Jean Dytar est un magicien de l’art, un auteur inspiré que la BD transcende. On l’avait vraiment découvert à la parution de La Vision de Bacchus, son second album qui traitait de la création artistique, de ses mystères. Dytar, on l’a dit, avait su magnifier cette BD qui est pour lui un sublime moyen d’expression artistique. Dytar est toujours d’une rare sincérité dans ses écrits et son dessin. Il y a eu ensuite Florida et l’aventure extraordinaire d’un maître cartographe au XVIe siècle, projet qu’il avait déjà en tête quand sortait Bacchus. Aujourd’hui, Dytar retourne au musée pour Les Tableaux de l’ombre, ces petits-maîtres écrasés par les « grands », ceux devant lesquels on s’extasie, méprisant allègrement les premiers, sortes de bouche-trous de circonstance qui vivotent dans l’ombre des stars. Pas un regard ou par pure forme. Mais des fois…

Le Louvre, c’est très grand. Et quand on est un petit garçon un peu dans la lune qui s’imagine qu’une dentellière, de son tableau, le regarde, il y a de quoi perdre sa classe. Alors Jean doit attendre que la gardienne retrouve le groupe, assis sur un banc, face à cinq charmants petits formats non moins occupés par de petits personnages qui, d’un coup, s’animent.

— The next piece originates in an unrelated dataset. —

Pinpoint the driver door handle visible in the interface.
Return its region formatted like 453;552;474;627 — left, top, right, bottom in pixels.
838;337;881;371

Il y a Tobias le musicien qui veut jouer au grand dam de la nourrice, le fumeur de pipe, le paysan et le femme devant son miroir. Ce sont Les Cinq sens, une belle série d’allégorie signée par Anthonie Palamades peintes au XVIIe siècle. Ils en ont gros sur le cœur tous les cinq, face à un autre tableau plus prisé, une sorte de placard à balais aux personnages de dos. Mais le soir les souris dansent au Louvre. Les personnages sortent de leur cadre et font la fête. Enfin, les grands dont les vedettes La Joconde ou les Horaces et les Curiaces, Napoléon empereur, la Vénus de Milo. L’élite qui fait affluer des visiteurs du monde entier. Les petits, on ne les accepte pas à la fête. Service d’ordre implacable. Et révolte des sans grades menée par Guida, un autre petit de l’école italienne. Une révolution, on va décrocher les grands. Débat en interne quand tout d’un coup un photographe tire le portrait des cinq trublions.

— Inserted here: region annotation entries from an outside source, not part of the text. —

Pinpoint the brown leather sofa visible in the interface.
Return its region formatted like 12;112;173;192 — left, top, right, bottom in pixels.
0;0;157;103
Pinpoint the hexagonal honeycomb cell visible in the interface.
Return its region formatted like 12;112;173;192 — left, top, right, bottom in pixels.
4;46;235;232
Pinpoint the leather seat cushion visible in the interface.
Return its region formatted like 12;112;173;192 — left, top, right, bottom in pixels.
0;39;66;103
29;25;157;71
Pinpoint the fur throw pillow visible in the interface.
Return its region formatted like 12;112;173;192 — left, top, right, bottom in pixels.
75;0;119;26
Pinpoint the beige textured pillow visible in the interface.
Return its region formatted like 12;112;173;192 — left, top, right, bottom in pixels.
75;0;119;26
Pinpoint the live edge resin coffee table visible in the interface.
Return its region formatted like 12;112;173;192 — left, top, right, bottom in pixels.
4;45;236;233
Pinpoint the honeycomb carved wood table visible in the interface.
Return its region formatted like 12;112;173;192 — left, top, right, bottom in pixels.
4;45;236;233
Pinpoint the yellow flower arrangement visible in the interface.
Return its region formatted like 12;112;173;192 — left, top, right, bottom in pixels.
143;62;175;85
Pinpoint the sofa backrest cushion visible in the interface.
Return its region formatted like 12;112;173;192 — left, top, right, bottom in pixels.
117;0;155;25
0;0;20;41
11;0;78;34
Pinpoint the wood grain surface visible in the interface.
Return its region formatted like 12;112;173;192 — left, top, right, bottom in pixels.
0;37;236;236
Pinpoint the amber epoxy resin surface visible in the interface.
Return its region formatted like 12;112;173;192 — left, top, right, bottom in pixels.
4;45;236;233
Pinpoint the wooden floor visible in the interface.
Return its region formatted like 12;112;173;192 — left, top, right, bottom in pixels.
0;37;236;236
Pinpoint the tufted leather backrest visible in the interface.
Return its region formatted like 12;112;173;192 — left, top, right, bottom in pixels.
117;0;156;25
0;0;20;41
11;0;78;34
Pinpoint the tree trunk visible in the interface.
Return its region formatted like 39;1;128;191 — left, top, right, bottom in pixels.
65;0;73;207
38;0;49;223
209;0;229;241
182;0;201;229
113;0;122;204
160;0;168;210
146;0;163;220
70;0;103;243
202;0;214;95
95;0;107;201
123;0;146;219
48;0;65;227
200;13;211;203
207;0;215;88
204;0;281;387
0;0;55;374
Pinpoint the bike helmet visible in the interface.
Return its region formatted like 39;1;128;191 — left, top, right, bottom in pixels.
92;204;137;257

Que va-t-il arriver ? La Joconde à la trappe ? Les grands au placard, dans les réserves ? Tout est possible. Mais il y a Jean Dytar qui va sûrement trouver une issue à ce triste conflit. Oui les petits maîtres sont tout aussi importants que les stars des cimaises. Une très belle fable, tendre, joyeuse, pleine d’humour, très joliment dessinée avec de belles surprises dans l’air du temps. Mais est-ce que tout ceci n’aurait pas un petit parfum de vérité ? Allez savoir. Toujours est-il, qu’une fois de plus, le très rare et subtil Dytar signe un album attendrissant que savoureront avec délices petits et grands.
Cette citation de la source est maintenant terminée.